(vers 1990)

Comme quand j'écris, fluides, faciles à dire... Nos phrases pareilles. Ce qui, dans le flot, coule, transporte, sans accident, emmène... (dans un fluide, un courant continu de fleuve régulier, qui le transporte sans accident, l'emmène, flottant, sur cette dérive régulière, ce " stream " continu)... infléchies jusqu'à une perte de souffle presque, jusqu'à leur perte presque... mais maintenues, au fond, latentes... retenant, couvant déjà la suite... et puis, en bout de phrase, au bout, nous choppe. Comme ici.
Nos phrases pareilles.

Lorsqu'on en est là à la musique, à l'affinage du style, à l'affinage du sens, il me faut (m')écouter pour résoudre les hésitations. Poser ce qui, dans le flot, coule le mieux, tient la musique, dans le rythme, soutient le mélodique, le porte et, à la fin, le fait fléchir, l'infléchit jusqu'à une perte de souffle presque, jusqu'à sa perte presque... mais maintenue, au fond, latente... retenant, couvant déjà la suite...
Souvent je m'efforce de faire des phrases fluides, légères, faciles à la lecture, qui n'y fasse pas trop d'accrocs, pour emmener le thème, le lecteur dans un fluide, un courant continu de fleuve régulier, qui le transporte sans accident, l'emmène, flottant, sur cette dérive régulière, ce stream continu… et puis, en bout de phrase, de paragraphe, de partie, le choppe. Comme ici.
Le sujet importe peu, c'est la façon de le pénétrer.

(Il faut) styliser, nourrir, émouvoir. Rendre le texte autonome, autonome de l'auteur /moi, en l'intensifiant, le grossissant, lui donnant du sang jusqu'à ce qu'il soit loin, détaché de moi. Maintenant que tout est écrit, il va falloir le travailler, l'amoindrir, le regrossir jusqu'à ce que la pâte soit maléable et souple.
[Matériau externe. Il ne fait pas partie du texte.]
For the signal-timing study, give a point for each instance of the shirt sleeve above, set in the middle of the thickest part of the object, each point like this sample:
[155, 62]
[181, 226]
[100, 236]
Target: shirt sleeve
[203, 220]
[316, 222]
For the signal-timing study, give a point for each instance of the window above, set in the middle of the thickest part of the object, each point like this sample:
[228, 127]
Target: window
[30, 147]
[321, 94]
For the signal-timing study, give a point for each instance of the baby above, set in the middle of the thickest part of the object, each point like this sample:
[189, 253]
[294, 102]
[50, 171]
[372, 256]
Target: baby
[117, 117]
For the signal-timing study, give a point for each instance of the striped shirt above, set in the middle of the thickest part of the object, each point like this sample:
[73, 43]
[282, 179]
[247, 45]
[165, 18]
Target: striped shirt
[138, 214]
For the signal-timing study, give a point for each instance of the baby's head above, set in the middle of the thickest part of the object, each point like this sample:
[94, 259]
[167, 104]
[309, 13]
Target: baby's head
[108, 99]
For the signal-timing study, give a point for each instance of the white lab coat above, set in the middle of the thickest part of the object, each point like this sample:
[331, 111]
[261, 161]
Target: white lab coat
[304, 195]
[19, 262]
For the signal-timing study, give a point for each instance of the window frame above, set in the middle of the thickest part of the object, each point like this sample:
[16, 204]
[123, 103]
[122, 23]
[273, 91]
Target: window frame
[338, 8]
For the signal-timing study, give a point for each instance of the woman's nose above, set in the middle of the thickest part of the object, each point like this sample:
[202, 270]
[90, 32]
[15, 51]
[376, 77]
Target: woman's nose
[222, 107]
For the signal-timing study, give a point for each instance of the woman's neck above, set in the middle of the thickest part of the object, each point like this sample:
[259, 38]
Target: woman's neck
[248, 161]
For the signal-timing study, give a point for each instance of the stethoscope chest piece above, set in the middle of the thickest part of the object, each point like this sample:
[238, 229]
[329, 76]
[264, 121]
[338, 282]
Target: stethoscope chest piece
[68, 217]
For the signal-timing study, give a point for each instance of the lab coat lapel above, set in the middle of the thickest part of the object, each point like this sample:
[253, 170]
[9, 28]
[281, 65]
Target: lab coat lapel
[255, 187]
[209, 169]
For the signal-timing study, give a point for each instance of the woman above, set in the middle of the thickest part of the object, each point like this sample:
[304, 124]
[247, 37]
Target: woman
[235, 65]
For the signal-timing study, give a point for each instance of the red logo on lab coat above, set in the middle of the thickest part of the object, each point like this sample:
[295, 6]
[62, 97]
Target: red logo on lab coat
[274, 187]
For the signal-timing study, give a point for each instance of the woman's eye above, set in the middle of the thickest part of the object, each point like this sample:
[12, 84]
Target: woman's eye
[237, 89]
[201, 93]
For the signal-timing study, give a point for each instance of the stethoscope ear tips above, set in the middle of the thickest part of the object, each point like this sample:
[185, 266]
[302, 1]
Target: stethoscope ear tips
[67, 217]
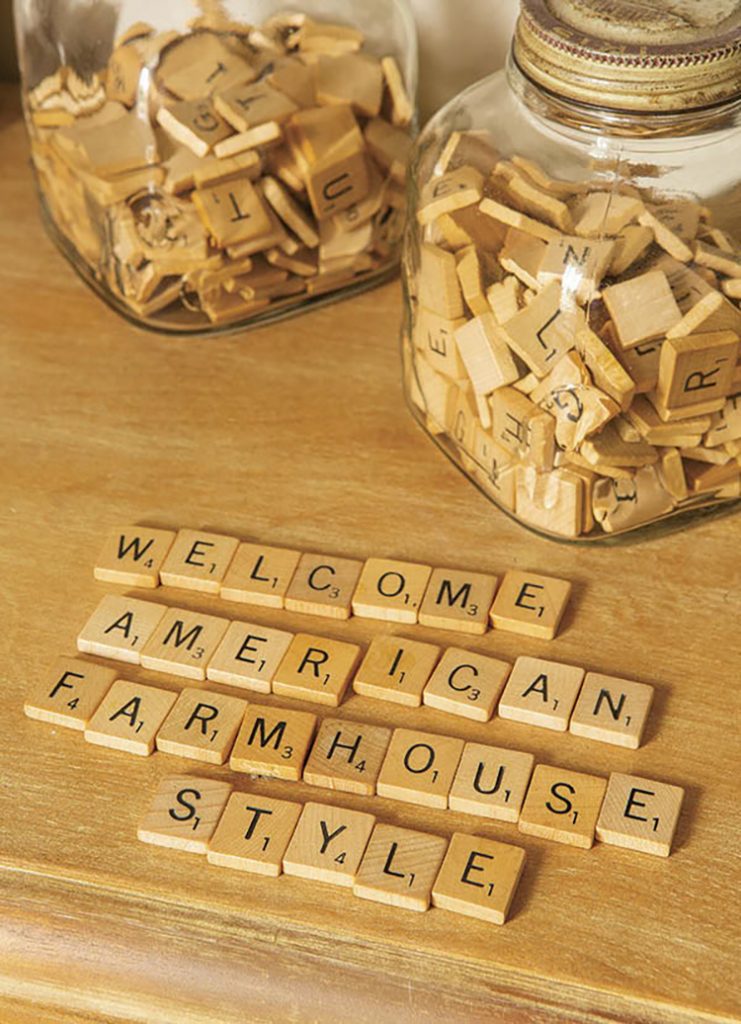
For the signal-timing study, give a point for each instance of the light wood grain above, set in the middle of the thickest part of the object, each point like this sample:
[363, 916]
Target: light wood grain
[298, 436]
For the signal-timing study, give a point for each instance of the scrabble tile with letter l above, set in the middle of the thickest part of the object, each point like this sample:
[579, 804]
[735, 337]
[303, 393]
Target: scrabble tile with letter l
[562, 806]
[639, 814]
[399, 867]
[478, 878]
[184, 813]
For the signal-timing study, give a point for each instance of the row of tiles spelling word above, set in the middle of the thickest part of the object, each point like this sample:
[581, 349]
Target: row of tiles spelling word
[401, 867]
[318, 670]
[322, 585]
[368, 760]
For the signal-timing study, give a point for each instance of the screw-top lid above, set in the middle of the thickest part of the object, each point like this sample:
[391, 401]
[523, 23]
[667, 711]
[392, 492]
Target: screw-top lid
[661, 55]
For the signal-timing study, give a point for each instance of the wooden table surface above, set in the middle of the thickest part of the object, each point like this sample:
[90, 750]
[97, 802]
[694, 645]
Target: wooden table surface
[298, 434]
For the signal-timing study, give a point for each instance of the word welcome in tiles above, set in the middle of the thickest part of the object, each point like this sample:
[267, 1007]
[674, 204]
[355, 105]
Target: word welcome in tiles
[337, 588]
[411, 766]
[394, 669]
[319, 843]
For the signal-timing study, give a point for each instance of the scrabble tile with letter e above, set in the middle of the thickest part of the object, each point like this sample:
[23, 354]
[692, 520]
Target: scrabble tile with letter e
[133, 556]
[202, 726]
[640, 814]
[253, 834]
[70, 692]
[399, 867]
[329, 844]
[562, 806]
[184, 813]
[478, 878]
[391, 590]
[530, 604]
[129, 717]
[198, 561]
[420, 767]
[316, 669]
[613, 711]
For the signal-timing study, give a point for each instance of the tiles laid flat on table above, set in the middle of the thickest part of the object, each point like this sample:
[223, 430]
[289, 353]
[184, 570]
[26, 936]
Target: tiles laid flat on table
[458, 600]
[478, 878]
[329, 844]
[420, 767]
[347, 756]
[70, 692]
[183, 643]
[120, 627]
[133, 556]
[530, 604]
[184, 812]
[260, 574]
[640, 814]
[272, 741]
[540, 692]
[248, 656]
[399, 867]
[611, 710]
[323, 585]
[253, 834]
[396, 669]
[202, 726]
[198, 560]
[467, 684]
[129, 717]
[491, 781]
[563, 806]
[391, 590]
[316, 669]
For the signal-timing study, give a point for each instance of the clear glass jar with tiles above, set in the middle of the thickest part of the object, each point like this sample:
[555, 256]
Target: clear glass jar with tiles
[572, 268]
[212, 165]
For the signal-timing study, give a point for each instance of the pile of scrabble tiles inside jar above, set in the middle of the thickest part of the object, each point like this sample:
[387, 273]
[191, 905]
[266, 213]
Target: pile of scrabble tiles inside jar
[253, 832]
[226, 170]
[574, 346]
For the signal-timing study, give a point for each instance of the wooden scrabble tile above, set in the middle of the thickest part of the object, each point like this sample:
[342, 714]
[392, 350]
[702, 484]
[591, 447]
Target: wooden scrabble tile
[485, 354]
[323, 585]
[183, 643]
[562, 806]
[202, 726]
[249, 656]
[70, 692]
[133, 555]
[540, 692]
[396, 669]
[530, 604]
[456, 599]
[491, 781]
[253, 834]
[198, 561]
[328, 844]
[129, 717]
[184, 813]
[640, 814]
[272, 741]
[347, 756]
[399, 867]
[316, 669]
[420, 767]
[642, 308]
[697, 369]
[466, 683]
[120, 628]
[478, 878]
[390, 590]
[611, 710]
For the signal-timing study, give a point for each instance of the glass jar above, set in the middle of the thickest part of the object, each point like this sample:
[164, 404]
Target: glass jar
[572, 267]
[217, 164]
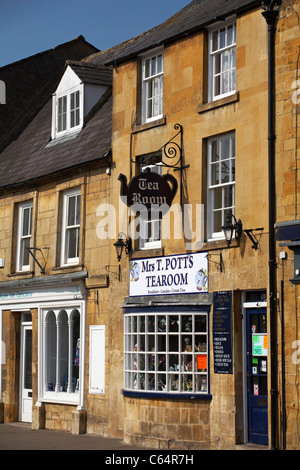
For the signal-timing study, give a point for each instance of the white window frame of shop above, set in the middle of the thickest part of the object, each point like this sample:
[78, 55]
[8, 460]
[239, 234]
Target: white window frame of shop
[68, 111]
[69, 227]
[163, 351]
[152, 86]
[220, 183]
[222, 62]
[61, 354]
[97, 360]
[24, 233]
[154, 225]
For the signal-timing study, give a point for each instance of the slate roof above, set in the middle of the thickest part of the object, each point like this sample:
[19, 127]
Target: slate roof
[197, 15]
[91, 74]
[30, 83]
[31, 157]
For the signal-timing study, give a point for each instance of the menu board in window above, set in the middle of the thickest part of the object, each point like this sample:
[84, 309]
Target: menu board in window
[222, 337]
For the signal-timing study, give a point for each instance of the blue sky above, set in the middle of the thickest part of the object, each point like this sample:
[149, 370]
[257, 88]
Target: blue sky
[28, 27]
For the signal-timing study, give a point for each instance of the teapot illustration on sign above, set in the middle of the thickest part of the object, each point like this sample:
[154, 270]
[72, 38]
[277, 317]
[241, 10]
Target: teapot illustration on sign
[148, 193]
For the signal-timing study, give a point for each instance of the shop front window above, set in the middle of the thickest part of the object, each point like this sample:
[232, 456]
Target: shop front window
[166, 352]
[61, 354]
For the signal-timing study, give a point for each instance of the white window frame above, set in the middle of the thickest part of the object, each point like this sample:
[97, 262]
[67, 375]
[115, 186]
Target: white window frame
[222, 62]
[60, 391]
[23, 239]
[152, 79]
[163, 350]
[220, 193]
[66, 228]
[155, 225]
[68, 128]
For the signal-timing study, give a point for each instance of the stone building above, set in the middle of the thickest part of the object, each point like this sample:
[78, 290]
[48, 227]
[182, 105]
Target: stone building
[180, 335]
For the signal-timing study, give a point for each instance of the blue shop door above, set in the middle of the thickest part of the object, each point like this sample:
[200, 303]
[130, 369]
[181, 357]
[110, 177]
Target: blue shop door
[257, 370]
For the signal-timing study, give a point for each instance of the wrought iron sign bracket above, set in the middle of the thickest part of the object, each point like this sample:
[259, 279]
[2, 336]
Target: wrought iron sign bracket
[172, 156]
[220, 264]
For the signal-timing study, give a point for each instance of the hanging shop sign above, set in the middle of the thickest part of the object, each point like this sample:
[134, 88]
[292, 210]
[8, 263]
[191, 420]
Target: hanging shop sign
[222, 343]
[148, 194]
[178, 274]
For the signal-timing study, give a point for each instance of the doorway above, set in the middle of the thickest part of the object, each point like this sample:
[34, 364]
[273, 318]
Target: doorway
[257, 372]
[26, 369]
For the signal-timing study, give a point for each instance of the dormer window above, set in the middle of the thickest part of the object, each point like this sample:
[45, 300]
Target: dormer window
[80, 88]
[68, 112]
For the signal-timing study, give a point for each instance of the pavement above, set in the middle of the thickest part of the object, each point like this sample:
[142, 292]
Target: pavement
[20, 436]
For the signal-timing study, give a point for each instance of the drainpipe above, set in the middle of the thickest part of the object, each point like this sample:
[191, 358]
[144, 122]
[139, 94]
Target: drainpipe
[270, 14]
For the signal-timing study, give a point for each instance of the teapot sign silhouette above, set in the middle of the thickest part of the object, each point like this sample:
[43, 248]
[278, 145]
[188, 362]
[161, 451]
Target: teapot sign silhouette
[148, 194]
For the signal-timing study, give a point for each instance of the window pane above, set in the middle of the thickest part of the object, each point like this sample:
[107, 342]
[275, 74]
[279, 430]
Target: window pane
[230, 35]
[73, 235]
[215, 170]
[217, 202]
[215, 45]
[217, 221]
[228, 196]
[77, 214]
[71, 210]
[24, 252]
[176, 361]
[159, 64]
[147, 68]
[222, 38]
[27, 221]
[28, 359]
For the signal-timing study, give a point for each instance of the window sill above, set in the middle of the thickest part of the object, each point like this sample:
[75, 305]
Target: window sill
[219, 245]
[61, 398]
[170, 395]
[203, 108]
[67, 269]
[22, 274]
[149, 125]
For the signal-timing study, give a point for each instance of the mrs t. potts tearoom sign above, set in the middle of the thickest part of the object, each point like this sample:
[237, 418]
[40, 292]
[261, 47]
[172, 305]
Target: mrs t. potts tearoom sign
[178, 274]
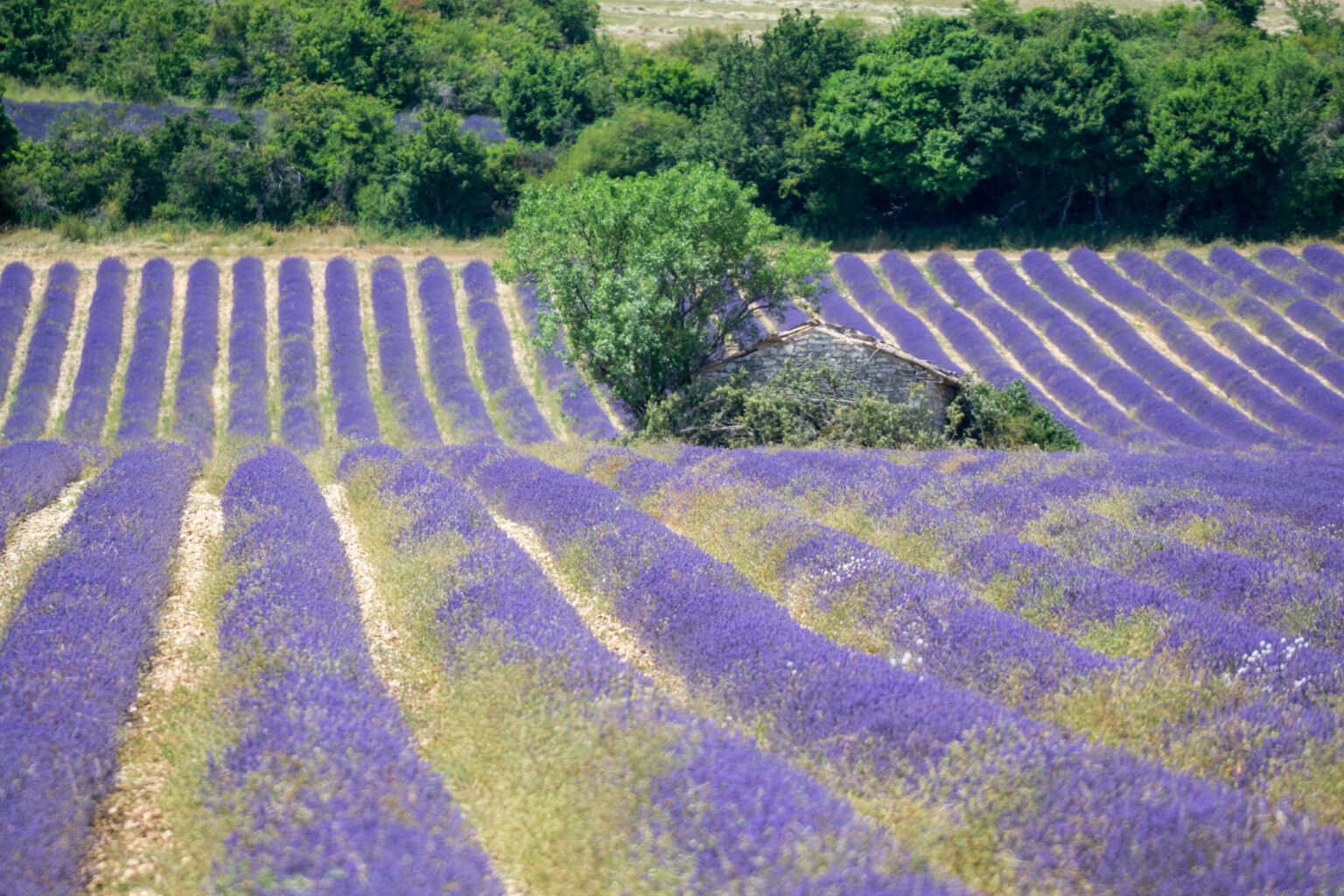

Le sortir du récit (le sortir de moi), jusqu'à ce qu'il soit autonome, en lui insufflant une fiction, (une amplification) mais une fiction qui ne soit pas seulement une fiction d'anecdotes mais une fiction, un surplus de matière, de style, de gouaille, de poésie, d'émotion. (Lui donner du caractère) pour qu'il s'échappe de lui-même, devienne autonome, dise par lui-même et non pas par la patte trop présente de l'auteur. Par trop d'intentions.